The project opponent named only the Board of Supervisors, whose decision had been appealed to the Commission. The Commission conducted a de novo hearing (a fresh hearing that ignores previous proceedings) and issued permits for the project; thus, the commission was an "indispensable party" and should have been named in any lawsuit, the court held.
In November 1997, the Mendocino County Planning Commission approved a mitigated negative declaration and permits for a 20-unit guest inn near Mackerricher State Park, a few miles north of Fort Bragg. A number of groups, including the Sierra Club, appealed that decision to the county Board of Supervisors, which upheld the commission's decision in January 1998. Because the project site lies within the Coastal Zone, opponents then appealed to the Coastal Commission. In May of 1998, the Coastal Commission conducted a de novo hearing and approved a permit for the proposed inn.

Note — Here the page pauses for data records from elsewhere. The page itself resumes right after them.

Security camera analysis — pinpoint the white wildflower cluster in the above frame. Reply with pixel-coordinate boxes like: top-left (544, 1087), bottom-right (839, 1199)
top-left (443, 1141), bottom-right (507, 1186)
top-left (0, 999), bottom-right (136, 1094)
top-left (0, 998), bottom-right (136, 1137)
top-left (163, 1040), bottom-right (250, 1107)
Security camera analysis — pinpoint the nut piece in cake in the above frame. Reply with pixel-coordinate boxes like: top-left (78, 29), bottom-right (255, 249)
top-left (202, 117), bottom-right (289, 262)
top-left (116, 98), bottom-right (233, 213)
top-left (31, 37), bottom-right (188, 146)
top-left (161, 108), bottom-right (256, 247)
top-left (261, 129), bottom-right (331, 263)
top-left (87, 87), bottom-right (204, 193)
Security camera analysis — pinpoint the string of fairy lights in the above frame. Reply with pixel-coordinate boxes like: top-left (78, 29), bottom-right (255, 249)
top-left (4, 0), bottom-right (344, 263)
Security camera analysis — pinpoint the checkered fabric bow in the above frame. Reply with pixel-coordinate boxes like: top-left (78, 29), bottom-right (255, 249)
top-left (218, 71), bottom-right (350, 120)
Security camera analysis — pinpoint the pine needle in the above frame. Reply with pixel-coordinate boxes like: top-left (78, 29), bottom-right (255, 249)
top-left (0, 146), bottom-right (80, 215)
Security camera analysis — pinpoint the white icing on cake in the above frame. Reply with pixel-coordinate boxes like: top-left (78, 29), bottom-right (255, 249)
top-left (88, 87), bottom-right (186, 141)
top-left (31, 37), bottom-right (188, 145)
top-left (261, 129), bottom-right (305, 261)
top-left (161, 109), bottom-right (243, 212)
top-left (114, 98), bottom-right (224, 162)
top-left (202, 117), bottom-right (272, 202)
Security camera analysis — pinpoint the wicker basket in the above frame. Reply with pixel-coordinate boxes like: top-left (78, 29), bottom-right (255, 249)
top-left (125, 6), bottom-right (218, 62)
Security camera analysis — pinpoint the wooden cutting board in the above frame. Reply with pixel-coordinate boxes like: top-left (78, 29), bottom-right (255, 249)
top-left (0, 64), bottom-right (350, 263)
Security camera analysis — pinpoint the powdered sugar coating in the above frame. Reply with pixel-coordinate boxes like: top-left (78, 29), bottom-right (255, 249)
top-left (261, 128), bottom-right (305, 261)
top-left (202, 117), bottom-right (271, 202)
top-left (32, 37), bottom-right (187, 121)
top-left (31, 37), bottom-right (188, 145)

In March 1999, Sierra Club member Mary Rose Kaczorowski, acting as her own attorney, filed a lawsuit against the Board of Supervisors claiming that the board violated the California Environmental Quality Act by not requiring an environmental impact report for the inn. Mendocino County Superior Court Judge Cindee Mayfield ruled that the Coastal Commission was an indispensable party, and that the statute of limitations had already passed for Kaczorowski to add the Commission to her lawsuit.

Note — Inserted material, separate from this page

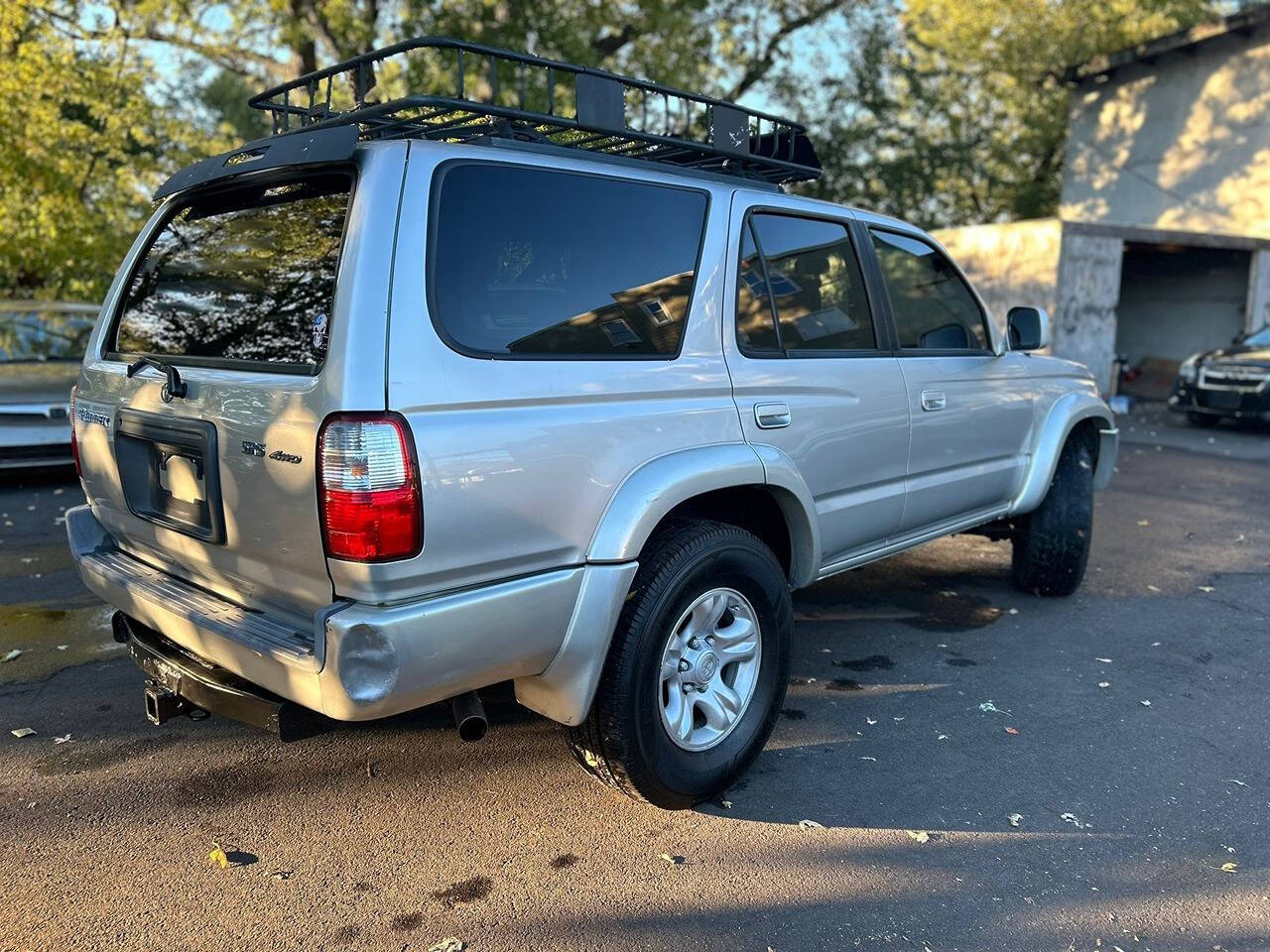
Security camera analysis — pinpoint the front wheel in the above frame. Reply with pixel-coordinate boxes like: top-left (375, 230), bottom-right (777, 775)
top-left (569, 521), bottom-right (793, 810)
top-left (1012, 436), bottom-right (1093, 595)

Kaczorowski then appealed, but a three-judge panel of the First District, Division Four, upheld the trial court.
Under the Coastal Act of 1976 (Public Resources Code § 30000 et seq.), The Coastal Commission can hear an appeal that presents a "substantial issue." If it hears the appeal, the Commission conducts a de novo hearing. "[I]n effect, the commission hears the application as if no local government unit was previously involved, deciding for itself when the proposed project satisfies legal standards and requirements," Justice Laurence Kay wrote for the court.
"Once the Commission conducted its de novo examination, there was no longer a decision by the Board [of Supervisors] to review," Kay continued. "More fundamentally, the Board — although still interested in the matter — was no longer plaintiff's adversarial opponent. The Commission's findings that the proposed inn complied with CEQA superseded equivalent findings by the Board in precisely the same manner that the Board's decision superseded that of the Planning Commission. It was the [Coastal] Commission, not the Board, which issued the permit authorizing real parties to build their inn."
Kaczorowski had 30 days from the Coastal Commission's decision to sue the agency, and that period expired before she filed her lawsuit against the Board of Supervisors, the court held.
The Case: Mary Rose Kaczorowski v. Board of Supervisors for the County of Mendocino, No. A091318, 01 C.D.O.S. 3076. Filed April 17, 2001.
The Lawyers: Kaczorowski in pro. per.